During Covid, many subsidies were provided to the people and even though, with the formation of the Pradhan Mantri Jan Dhan Yojana scheme, many living in the interiors of the country have received access to bank accounts but with too few and too far bank branches and ATMs, POS has gained an advantage over these brick and mortar financial service providers.

Companies like Mswipe, Spice Money, PayNearby, Ezetap among others are coming up with innovative POS terminals for the rural and semi-urban space. Not just payments but the provision of credit, savings, insurance policies, all of it can be made possible via POS terminals at a Kirana store or a neighbourhood shop.

The three-year-old FinTech startup, BharatPe has acquired the 37-year-old PMC Bank; the five-year-old Groww which is an online investment platform has acquired the 13-year old AMC Indiabulls. New and advanced FinTechs marrying the oldies in the game is a handsome display of how technology is revolutionising the financial space in the country.
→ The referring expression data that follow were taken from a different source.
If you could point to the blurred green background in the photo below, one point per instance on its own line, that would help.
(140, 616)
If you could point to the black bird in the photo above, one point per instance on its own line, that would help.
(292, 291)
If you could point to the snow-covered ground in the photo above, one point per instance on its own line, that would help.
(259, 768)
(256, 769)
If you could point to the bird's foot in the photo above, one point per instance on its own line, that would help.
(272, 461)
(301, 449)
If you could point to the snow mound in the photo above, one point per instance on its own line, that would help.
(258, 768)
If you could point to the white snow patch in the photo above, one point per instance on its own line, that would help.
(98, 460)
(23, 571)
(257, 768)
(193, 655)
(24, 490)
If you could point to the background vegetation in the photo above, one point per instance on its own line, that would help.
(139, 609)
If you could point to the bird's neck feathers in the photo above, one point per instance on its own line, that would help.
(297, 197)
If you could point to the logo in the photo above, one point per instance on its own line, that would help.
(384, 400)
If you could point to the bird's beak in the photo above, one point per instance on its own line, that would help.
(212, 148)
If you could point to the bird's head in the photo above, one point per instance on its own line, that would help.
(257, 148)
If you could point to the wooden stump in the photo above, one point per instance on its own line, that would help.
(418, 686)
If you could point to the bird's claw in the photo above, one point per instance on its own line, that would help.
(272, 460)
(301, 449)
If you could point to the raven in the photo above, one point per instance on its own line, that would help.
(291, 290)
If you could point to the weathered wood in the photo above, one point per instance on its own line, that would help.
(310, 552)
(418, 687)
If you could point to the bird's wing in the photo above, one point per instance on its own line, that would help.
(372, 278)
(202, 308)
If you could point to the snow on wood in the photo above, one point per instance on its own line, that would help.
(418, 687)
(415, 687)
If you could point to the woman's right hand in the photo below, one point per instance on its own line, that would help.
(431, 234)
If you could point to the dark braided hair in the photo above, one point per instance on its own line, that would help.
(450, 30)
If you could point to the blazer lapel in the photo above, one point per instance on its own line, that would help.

It also exhibits how not only experience but innovation in the field is imperative.

All the things that our parents and grandparents couldn't have imagined have now become possible, thanks to technology's seamless integration into our lives. The Indian FinTech sector has come a long way, with a lot more in store.

From safer digital payment networks to buying cryptocurrency, from Blockchain technology being the future of finance to insurance firms identifying hazards via smartphone signals, change is coming.